Wavebox users can use these correlations as a blueprint: start with the universal stacks (Google Workspace or Microsoft ecosystem), add your PM and dev stacks, and create Spaces per client to reduce account errors. Implement the templates above today—reorganize one Space and notice how a few deliberate moves cut context switching and make your Wavebox journey measurably more productive.
That's exactly what Wavebox is built for.
These insights are based on survey responses collected in December 2025. Users were asked to name their 5 most-used apps in Wavebox. Apps mentioned by fewer than 5 users were grouped into categories. Cross-correlations were calculated by analyzing which apps appear together in individual responses.
Want to see yourself in these patterns? Look at your own Wavebox setup—chances are you fit one of these profiles perfectly!
FAQs
Q: How many Spaces should I have in Wavebox?
A: Start with 2–3 (Work, Personal, Projects/Clients). Add a new Space for each client or major side project to maintain cookie/account isolation. Note that accounts of the same type must be in separate spaces.
Q: Should I add every Slack workspace to Wavebox?
A: Yes, use separate Spaces for each Slack workspace.

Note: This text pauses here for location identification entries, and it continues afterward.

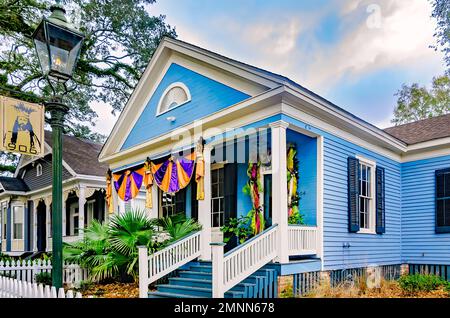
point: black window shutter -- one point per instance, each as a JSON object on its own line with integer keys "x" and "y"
{"x": 230, "y": 198}
{"x": 353, "y": 195}
{"x": 443, "y": 201}
{"x": 380, "y": 201}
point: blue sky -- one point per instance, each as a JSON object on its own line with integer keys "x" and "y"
{"x": 355, "y": 53}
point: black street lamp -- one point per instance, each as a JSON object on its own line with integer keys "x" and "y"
{"x": 58, "y": 46}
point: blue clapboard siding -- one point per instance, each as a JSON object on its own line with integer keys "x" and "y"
{"x": 420, "y": 243}
{"x": 307, "y": 170}
{"x": 364, "y": 249}
{"x": 208, "y": 96}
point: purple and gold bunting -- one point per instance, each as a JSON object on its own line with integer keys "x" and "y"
{"x": 128, "y": 183}
{"x": 175, "y": 173}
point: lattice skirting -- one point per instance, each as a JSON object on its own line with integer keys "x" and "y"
{"x": 306, "y": 282}
{"x": 439, "y": 270}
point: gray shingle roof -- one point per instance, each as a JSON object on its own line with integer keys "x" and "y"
{"x": 13, "y": 184}
{"x": 81, "y": 155}
{"x": 422, "y": 130}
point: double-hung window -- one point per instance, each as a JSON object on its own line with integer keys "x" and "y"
{"x": 172, "y": 204}
{"x": 366, "y": 196}
{"x": 443, "y": 201}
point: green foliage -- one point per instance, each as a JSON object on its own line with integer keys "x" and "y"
{"x": 44, "y": 278}
{"x": 441, "y": 12}
{"x": 120, "y": 38}
{"x": 419, "y": 282}
{"x": 415, "y": 102}
{"x": 238, "y": 227}
{"x": 111, "y": 250}
{"x": 85, "y": 285}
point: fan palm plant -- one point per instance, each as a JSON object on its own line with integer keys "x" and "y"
{"x": 111, "y": 250}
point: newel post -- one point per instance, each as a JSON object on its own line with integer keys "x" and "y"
{"x": 143, "y": 271}
{"x": 217, "y": 270}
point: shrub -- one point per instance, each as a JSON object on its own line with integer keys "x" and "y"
{"x": 109, "y": 251}
{"x": 43, "y": 278}
{"x": 419, "y": 282}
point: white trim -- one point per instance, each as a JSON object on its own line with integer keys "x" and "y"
{"x": 319, "y": 198}
{"x": 171, "y": 86}
{"x": 38, "y": 170}
{"x": 372, "y": 216}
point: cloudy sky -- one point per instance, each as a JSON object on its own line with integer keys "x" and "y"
{"x": 355, "y": 53}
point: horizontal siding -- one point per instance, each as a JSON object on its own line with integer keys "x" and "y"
{"x": 207, "y": 96}
{"x": 420, "y": 243}
{"x": 33, "y": 181}
{"x": 365, "y": 249}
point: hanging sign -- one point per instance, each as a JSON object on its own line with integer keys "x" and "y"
{"x": 22, "y": 127}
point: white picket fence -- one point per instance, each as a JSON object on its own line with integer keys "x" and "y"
{"x": 14, "y": 288}
{"x": 26, "y": 270}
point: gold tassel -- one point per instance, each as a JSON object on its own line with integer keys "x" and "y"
{"x": 148, "y": 181}
{"x": 108, "y": 195}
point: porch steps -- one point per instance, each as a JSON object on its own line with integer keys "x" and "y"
{"x": 195, "y": 280}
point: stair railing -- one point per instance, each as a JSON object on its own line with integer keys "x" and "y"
{"x": 159, "y": 264}
{"x": 233, "y": 267}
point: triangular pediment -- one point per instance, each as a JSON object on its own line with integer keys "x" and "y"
{"x": 213, "y": 83}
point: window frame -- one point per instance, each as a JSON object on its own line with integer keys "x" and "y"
{"x": 4, "y": 216}
{"x": 38, "y": 170}
{"x": 173, "y": 203}
{"x": 171, "y": 86}
{"x": 440, "y": 229}
{"x": 371, "y": 229}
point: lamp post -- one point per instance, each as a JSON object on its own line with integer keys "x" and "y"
{"x": 58, "y": 45}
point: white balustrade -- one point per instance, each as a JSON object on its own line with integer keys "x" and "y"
{"x": 155, "y": 266}
{"x": 238, "y": 264}
{"x": 302, "y": 240}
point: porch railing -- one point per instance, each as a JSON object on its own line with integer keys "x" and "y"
{"x": 236, "y": 265}
{"x": 302, "y": 240}
{"x": 153, "y": 267}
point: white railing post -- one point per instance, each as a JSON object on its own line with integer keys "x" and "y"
{"x": 204, "y": 208}
{"x": 279, "y": 188}
{"x": 143, "y": 272}
{"x": 218, "y": 289}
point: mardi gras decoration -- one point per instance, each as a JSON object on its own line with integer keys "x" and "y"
{"x": 108, "y": 195}
{"x": 174, "y": 173}
{"x": 292, "y": 179}
{"x": 253, "y": 188}
{"x": 148, "y": 182}
{"x": 200, "y": 171}
{"x": 128, "y": 183}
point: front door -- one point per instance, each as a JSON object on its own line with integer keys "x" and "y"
{"x": 41, "y": 227}
{"x": 217, "y": 202}
{"x": 74, "y": 219}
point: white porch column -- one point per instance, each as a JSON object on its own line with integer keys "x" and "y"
{"x": 153, "y": 212}
{"x": 81, "y": 202}
{"x": 48, "y": 217}
{"x": 279, "y": 188}
{"x": 204, "y": 208}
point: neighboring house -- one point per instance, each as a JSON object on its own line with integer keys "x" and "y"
{"x": 367, "y": 196}
{"x": 26, "y": 198}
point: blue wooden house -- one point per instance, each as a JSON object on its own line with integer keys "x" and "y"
{"x": 328, "y": 190}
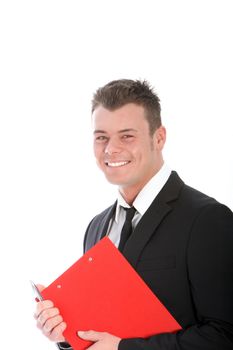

Q: Which apps should I link to first when setting up Wavebox?
A: Prioritize email (Gmail/Outlook), calendar (Google Calendar/Outlook Calendar), your primary PM tool (Notion/ClickUp/Jira), and your team chat (Slack/Teams).
Q: How do I manage multiple Google accounts without cross-account issues?
A: Use separate Spaces for each Google account.
Q: Should I create a dedicated Group for AI tools?
A: Yes — AI tools are emerging as workflow accelerators. A dedicated AI Group helps experimentation without cluttering Communication or Projects Groups. You can add multiple AI accounts of the same type using Spaces.
Q: How often should I update my Wavebox setup?
A: You'll find that you will automatically update it daily with new tools and resources.